脚本・作詞・演出 石丸さち子×作曲・編曲 伊藤靖浩、出演 東啓介×青野紗穂のNew Musical『Color of Life』が5月1日~27日、DDD青山クロスシアターで上演される。この公演の稽古場へ取材で入る機会を得た。

本作は、ニューヨークのオフ・オフ・ブロードウェイ演劇祭「Midtown International Theatre Festival」で2013年に初演され、最優秀ミュージカル作品賞、最優秀ミュージカル演出賞、最優秀作詞・作曲賞、最優秀ミュージカル主演女優賞という4部門を受賞した二人ミュージカル。日本では2016 年に初演され、今回は日本で3度目の上演となる。

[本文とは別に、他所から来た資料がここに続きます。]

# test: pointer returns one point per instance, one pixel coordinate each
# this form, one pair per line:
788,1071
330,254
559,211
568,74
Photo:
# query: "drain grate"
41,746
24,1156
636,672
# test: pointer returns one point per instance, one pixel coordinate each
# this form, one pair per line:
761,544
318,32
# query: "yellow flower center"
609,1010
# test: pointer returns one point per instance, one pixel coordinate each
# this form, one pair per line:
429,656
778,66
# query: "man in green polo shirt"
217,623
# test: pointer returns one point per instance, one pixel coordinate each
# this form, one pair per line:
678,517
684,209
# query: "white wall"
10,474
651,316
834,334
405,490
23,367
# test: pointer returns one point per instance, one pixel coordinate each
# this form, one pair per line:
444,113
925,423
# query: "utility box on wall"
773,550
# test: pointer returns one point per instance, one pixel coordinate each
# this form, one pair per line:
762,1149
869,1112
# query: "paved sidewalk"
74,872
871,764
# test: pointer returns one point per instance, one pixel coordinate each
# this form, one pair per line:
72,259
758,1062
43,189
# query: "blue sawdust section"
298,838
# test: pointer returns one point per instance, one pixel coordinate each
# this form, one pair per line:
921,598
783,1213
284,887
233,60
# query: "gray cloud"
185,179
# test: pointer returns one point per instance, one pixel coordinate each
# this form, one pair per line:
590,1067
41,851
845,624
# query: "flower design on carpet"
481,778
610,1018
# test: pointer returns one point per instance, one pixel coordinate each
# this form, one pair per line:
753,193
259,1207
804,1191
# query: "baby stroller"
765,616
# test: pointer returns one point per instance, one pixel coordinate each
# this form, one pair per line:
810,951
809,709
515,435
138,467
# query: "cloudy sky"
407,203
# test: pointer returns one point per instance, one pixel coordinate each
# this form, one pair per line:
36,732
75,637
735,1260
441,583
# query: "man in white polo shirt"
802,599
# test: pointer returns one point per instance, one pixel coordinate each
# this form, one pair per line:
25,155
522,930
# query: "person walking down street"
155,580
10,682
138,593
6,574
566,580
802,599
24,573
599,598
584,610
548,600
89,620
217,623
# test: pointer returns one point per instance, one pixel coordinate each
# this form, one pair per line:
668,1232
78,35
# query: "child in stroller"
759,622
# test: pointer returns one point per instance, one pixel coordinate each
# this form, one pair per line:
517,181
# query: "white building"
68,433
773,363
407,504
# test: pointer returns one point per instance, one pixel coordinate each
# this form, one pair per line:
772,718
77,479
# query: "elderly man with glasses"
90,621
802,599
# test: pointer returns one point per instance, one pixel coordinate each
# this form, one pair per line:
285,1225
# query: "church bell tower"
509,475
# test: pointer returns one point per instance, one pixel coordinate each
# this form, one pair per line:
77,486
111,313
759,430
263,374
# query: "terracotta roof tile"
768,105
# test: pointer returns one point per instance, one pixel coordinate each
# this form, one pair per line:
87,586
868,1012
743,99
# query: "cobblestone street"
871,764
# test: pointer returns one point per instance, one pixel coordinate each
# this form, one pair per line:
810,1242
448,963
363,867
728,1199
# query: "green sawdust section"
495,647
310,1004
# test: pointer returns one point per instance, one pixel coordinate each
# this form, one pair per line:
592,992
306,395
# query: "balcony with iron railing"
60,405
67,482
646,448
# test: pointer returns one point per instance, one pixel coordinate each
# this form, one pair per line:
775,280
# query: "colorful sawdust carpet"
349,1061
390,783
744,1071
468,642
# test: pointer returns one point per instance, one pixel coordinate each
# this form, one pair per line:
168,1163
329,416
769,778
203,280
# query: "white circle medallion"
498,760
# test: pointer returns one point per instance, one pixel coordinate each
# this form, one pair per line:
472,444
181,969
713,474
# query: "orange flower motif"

和也役を務める東は舞台『刀剣乱舞』などの2.5次元作品から、舞台「命売ります」などのストレートプレイ、ミュージカル『スカーレット・ピンパーネル』まで幅広く出演する注目の若手俳優。レイチェル役を務める青野はニューヨークアポロ・シアターの「Stars of Tomorrow」で優勝を果たすほどの実力を持つ歌手であると同時に、音楽劇『人魚姫』やミュージカル『RENT』などのミュージカル作品に出演する若手女優。

この日、取材時は冒頭シーンの稽古が行われていた。東演じる和也は大震災を機に画題を見失ってしまった画家。青野演じるレイチェルは心から愛した同性の恋人を亡くしたばかりの女優。これから出会うふたりが、それぞれ違う楽曲で自らの「今」を歌う場面だ。ここで石丸がふたりと話したのは、歌詞一行一行の持つ意味。例えばそれは自分に対しての言葉なのか、世間に対しての言葉なのか。「生み出せない」という言葉が意味するのは諦めなのか「生み出したい」という気持ちなのか。そういった繊細なニュアンスを丁寧に説明し共有していく。さらに歌唱中の、例えば足の踏み出し方や手の動きなども、「そうすると、このための振付に見える」などと指摘し、大切に大切につくりあげていく。

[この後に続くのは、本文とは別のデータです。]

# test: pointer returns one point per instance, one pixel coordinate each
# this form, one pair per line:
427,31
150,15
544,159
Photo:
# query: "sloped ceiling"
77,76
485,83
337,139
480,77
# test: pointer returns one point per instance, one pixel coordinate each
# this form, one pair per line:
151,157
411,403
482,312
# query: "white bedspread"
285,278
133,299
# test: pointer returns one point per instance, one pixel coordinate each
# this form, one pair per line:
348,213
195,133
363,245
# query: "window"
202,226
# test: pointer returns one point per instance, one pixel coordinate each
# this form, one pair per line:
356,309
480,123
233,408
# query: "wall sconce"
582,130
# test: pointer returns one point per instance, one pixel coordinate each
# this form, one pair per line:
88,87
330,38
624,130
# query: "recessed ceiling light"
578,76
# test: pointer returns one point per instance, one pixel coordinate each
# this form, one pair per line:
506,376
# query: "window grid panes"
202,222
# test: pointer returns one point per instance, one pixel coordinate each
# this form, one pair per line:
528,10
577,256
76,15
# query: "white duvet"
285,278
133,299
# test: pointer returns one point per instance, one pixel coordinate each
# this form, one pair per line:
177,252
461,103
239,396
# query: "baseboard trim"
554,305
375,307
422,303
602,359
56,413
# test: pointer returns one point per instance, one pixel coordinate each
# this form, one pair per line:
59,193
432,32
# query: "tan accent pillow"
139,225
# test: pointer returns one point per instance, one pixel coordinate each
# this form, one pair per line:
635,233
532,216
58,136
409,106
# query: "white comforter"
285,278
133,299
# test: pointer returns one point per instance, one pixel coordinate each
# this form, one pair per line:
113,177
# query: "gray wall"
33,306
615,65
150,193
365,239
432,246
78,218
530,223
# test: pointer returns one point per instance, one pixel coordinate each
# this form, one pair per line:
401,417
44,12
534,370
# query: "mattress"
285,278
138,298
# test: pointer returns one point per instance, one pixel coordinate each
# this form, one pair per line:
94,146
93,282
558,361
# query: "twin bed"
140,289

印象的だったのは、恋人を病気で失ったレイチェルが一人ぼっちの部屋で「♪目を開ければあなたはそこにいない」と歌う歌詞に対し、石丸がつけた「語尾をサーチライトのようにして恋人を探して」という演出。青野は頷き、次の歌唱でもうそのニュアンスが伝わりだす。その歌、その姿には、自分が大切な存在を失ったときの記憶が呼び起こされ、心が痛くなった。

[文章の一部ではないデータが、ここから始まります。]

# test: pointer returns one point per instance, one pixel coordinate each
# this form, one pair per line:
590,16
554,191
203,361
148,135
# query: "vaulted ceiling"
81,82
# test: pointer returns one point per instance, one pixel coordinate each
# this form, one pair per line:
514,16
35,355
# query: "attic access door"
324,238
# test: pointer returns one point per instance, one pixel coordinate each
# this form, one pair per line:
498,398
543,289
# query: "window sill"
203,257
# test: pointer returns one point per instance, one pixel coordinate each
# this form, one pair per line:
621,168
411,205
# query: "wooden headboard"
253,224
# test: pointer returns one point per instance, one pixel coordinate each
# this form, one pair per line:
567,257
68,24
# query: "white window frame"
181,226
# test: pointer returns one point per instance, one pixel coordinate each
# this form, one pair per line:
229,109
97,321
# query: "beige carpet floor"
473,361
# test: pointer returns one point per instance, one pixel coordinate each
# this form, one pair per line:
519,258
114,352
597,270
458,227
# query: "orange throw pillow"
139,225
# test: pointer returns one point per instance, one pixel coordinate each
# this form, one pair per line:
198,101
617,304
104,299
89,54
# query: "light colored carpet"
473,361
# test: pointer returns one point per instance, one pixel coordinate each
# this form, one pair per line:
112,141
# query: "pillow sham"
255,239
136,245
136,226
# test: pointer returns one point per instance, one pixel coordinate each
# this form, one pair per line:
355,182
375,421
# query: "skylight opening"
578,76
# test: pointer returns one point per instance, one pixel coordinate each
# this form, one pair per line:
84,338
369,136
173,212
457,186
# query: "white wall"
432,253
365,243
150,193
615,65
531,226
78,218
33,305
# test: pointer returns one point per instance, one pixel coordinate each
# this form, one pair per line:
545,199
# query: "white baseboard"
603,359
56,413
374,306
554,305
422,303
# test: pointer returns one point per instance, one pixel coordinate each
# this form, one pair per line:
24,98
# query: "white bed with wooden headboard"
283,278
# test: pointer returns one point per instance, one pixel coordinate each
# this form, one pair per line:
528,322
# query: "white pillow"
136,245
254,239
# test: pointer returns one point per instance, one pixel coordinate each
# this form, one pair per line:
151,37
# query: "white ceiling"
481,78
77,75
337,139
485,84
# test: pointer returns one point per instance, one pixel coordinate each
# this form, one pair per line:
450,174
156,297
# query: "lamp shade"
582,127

また、東が歌う表題曲「カラー・オブ・ライフ」(https://www.youtube.com/watch?v=eBFFewdNJWM)は、一曲の中でメロディも色とりどり、描かれる感情も色とりどりと、かなり難しいことをやっているのがわかる。石丸からは「そこにある感情が“ひとつ”に見えないようにしたい」という演出が入り、東も表現しようとトライする。最後に紹介する東のコメントにもあるが、求められることのハードルが高い。しかしそこに真っ直ぐ向き合う東そして青野の姿は、公演への期待を上げるものだ。

稽古はそのまま和也とレイチェルが飛行機で隣り合わせになる出会いのシーンへ。台詞もほぼなく動きだけで見せる場面だ。同じ手続きを踏んで進んでいく空港での行動。幾何学的ともいえる動きなのに、「和也らしさ」「レイチェルらしさ」が滲み出るのがおもしろい。そこに石丸からは「レイチェルは勝気にしとかないと悲しみが襲ってくるよ」「いずれ絵のモデルになることを匂わせて」などの演出がつく。その言葉は、動きそのものではなく空気を導くものだ。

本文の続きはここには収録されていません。